Re: Concalendrical reference point
From: | Herman Miller <hmiller@...> |
Date: | Monday, May 27, 2002, 21:02 |
On Sun, 26 May 2002 23:30:19 -0400, Roger Mills <romilly@...> wrote:
>John Cowan wrote:
>>I would recommend instead that you use the year 4173 B.C.E.
>>It is comfortably before the beginning of history, and is the base
>>date for the Julian day count: 2452421 days ago.

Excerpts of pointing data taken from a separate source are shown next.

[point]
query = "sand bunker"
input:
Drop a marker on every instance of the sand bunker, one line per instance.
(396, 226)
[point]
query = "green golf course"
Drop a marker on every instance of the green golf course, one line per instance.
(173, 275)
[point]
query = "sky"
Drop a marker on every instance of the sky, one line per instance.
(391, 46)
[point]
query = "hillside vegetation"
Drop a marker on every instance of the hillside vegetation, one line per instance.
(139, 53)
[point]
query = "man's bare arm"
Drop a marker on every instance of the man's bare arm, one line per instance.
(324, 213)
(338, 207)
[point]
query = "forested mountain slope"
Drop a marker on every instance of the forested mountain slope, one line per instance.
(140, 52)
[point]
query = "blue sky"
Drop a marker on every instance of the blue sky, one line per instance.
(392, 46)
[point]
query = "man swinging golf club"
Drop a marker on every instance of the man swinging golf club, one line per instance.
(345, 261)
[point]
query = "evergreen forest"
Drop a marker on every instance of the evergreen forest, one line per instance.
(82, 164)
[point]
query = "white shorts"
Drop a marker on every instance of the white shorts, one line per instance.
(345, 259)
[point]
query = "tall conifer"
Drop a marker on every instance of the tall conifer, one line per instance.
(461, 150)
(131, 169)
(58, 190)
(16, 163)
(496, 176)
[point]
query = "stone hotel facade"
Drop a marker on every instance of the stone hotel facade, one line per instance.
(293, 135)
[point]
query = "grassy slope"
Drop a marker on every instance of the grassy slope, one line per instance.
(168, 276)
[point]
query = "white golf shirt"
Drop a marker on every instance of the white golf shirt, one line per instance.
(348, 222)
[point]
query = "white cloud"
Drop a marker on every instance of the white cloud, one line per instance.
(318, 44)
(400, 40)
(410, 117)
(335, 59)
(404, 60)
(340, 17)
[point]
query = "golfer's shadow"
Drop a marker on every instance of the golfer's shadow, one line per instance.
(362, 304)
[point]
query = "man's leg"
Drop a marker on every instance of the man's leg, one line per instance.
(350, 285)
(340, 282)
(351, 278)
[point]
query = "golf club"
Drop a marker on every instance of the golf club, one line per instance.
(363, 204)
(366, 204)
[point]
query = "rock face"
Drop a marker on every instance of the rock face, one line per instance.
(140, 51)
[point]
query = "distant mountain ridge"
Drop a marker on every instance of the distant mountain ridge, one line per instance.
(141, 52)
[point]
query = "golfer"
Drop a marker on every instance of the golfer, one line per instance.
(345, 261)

This date was
>>chosen as the year in which three different cycles were all in
>>registry: the 28-year solar cycle of the civil year, the 19-year lunar
>cycle
>>of the Babylonian/Jewish year, and the arbitrary 15-year cycle
>>of the Roman tax year.
>
>
>Is that date in any way related to the putative Creation according to
>Genesis, as it was determined by some 18th or 19th century cleric, working
>backwards from all the begats and kings' reigns etc. in the Bible??
That was 4004 BC.
Although Tirelat is currently using the Jarda calendar system, with names
rather than numbers for years, I haven't really used it yet, and I like the
idea of using the Julian day count enough to rethink the Tirelat calendar.
(See http://www.io.com/~hmiller/lang/Jarda/calendar.html for the Jarda
system.) Since the Tirelat calendar, like the Jarda one, has the winter
solstice as the first and last day of the year, I'll need to figure out
when the winter solstice was in 4174 BC (so that the start of the Julian
day count will be contained in the Tirelat Year Zero). Or equivalently, how
many days before the start of the Julian day count was the winter solstice.